I've been wondering a lot lately about how influenced we are by where we are and the things that happen to us throughout our lives.
It's the old Nature or Nurture debate. I know people who are crazy smart, really intelligent people and it's a curveball for the family. Their cleverness is out of the ordinary, unusual; but they've had a good education. One point for team Nurture. There are also people whose parents are highly intelligent and they, well, aren't. They struggled, and have never reached the bar their family set high. Point two for team Nurture.
Whenever the Nature/Nurture debate is discussed, the idea of adoption is always brought up. What if a genetically intelligent child was raised in an environment with less opportunities? What if a child with a poor genetic disposition were to be given a fantastic upbringing and allowed to thrive? What if, indeed?
Well, I have a personal example. I have always been fairly bright and when time came to go to Secondary School (at age 11 to non-Brits) I managed to do well enough in my exams to be put into the top class for everything except maths, my one weak point (excluding P.E... Let's not talk about P.E.) There wasn't a huge difference between my marks, until it came to the first year of our GCSES (age 14) when we got a maths teacher who had no control over a class that included a couple of particularly unruly troublemakers.
By the end of the year my marks were hovering around a D (shocking for me, I wasn't a straight-A student, but I got a few, smattered around the Bs and Cs) as I had barely learnt anything in a year; except how to make paper aeroplanes while the teacher shouted at the popular kids who laughed in his face. He took a long leave of absence and we finished the year with supply teachers.
Then, luckily, we got a new teacher for our last year. I pulled my socks up and took advantage of the after school catch up sessions she ran and by putting in two hours each week, I slowly dragged my marks up. My parents saw how hard I was trying and managed to find a private tutor who didn't charge too much to give me one hour a week. My problem was that whilst I could get my head around the method, as soon as I left the class it would all trickle away like water through a sieve. I just could not retain it. But thanks to all the hard work I put in, I improved so much that my school teacher thought I had cheated on my coursework.
My dad is an incredibly intelligent man but not academic. His brain constantly amazes me with his grasp of science and mechanics and maths. But despite all his help, despite the private tutor and the after-school catch-up lessons, I am still not good at maths. It is simply not in my nature and no matter how much I tried, no matter how much help I had, no matter how much maths was nurtured, my brain is simply not built that way. Point one for Team Nature.
Another point for Team Nature is my sister. My grandfather, who died before I was born, was very gifted with art and with animals. My mother inherited his artistic ability and my sister and I are both very creative, although whether this is nature or nurture is arguable as we were definitely raised with art and creativity.
We weren't raised with animals, my parents had had pets and now they had children and didn't need anything else making mess that they would have to clean up. So no matter how much we begged, the most pets we were allowed was a pair of gerbils. My mum turned the garden into a haven for wild animals and she is still fascinated with watching the birds that visit our feeders but she watches from afar, she doesn't need to get up close and personal.

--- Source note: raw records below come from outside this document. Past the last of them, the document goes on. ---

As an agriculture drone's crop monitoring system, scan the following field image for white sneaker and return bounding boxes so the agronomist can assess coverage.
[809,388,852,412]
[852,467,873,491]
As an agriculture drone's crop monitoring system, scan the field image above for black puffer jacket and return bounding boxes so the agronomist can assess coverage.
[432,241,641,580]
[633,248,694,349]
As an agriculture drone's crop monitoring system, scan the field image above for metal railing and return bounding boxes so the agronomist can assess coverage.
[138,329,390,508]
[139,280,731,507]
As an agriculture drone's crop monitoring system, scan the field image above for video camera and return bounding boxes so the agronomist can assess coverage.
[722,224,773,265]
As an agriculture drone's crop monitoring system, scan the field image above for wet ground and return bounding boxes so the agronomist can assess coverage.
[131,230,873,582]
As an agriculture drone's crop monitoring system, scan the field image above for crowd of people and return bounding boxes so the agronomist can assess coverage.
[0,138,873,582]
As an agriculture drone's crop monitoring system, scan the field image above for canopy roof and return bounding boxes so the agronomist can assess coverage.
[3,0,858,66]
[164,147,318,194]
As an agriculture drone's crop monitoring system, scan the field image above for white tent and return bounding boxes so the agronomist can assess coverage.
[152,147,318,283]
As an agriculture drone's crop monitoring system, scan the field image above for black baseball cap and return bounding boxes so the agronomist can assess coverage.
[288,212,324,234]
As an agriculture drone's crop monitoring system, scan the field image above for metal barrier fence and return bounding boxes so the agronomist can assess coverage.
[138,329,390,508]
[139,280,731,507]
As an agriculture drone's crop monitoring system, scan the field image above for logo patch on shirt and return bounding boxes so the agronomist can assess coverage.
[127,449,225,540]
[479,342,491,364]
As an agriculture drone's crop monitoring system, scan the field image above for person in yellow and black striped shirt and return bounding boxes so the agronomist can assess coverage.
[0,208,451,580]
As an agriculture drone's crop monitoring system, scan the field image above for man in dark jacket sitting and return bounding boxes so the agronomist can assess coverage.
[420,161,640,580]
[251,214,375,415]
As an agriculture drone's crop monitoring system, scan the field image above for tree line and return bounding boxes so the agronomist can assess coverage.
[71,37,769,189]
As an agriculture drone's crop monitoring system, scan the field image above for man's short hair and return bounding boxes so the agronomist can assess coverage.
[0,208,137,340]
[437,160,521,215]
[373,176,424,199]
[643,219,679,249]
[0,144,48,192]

So now, I'm not much of an animal-person. I think they are adorable and wonderful but also a lot of work. At uni a friend was writing a dissertation on something genetic and kept fish that were occasionally sacrificed to science as humanely as possible. When we graduated, she offered me the remaining fish (knowing how much I adored them) and I gave them a loving new home. I went off the fish after they started eating each other. Nature is kind of a bitch.
My sister is animal-mad. She discovered horse-riding in her teens and you could barely pry her away from the stables where she volunteered, mucking out the horses for hours on end, grooming them and exercising them. Now she has her own house, it is a veritable managerie. She has a dog, two cats, a rabbit, a mouse, two gerbils, three hamsters and an enormous fish tank. She would have chickens if she were allowed and the only reason she hasn't got anymore animals is that she literally has nowhere else to put any.
According to family members who actually knew him, she is very like our grandfather. She is an animal-whisperer, she has a way with them and they just respond to her in a way they never have to me. So that's point two to Team Nature. Even skipping a generation, being raised without any familial influence or encouragment, without many animals and even fewer pets, she still inherited his gift with animals.
I think nature and nurture are so inextricably linked that there are only a few circumstances that we can view them like this, weighing up their influences and imagining what difference they have made or haven't made. But it is only imagining. We can never know what would have happened otherwise.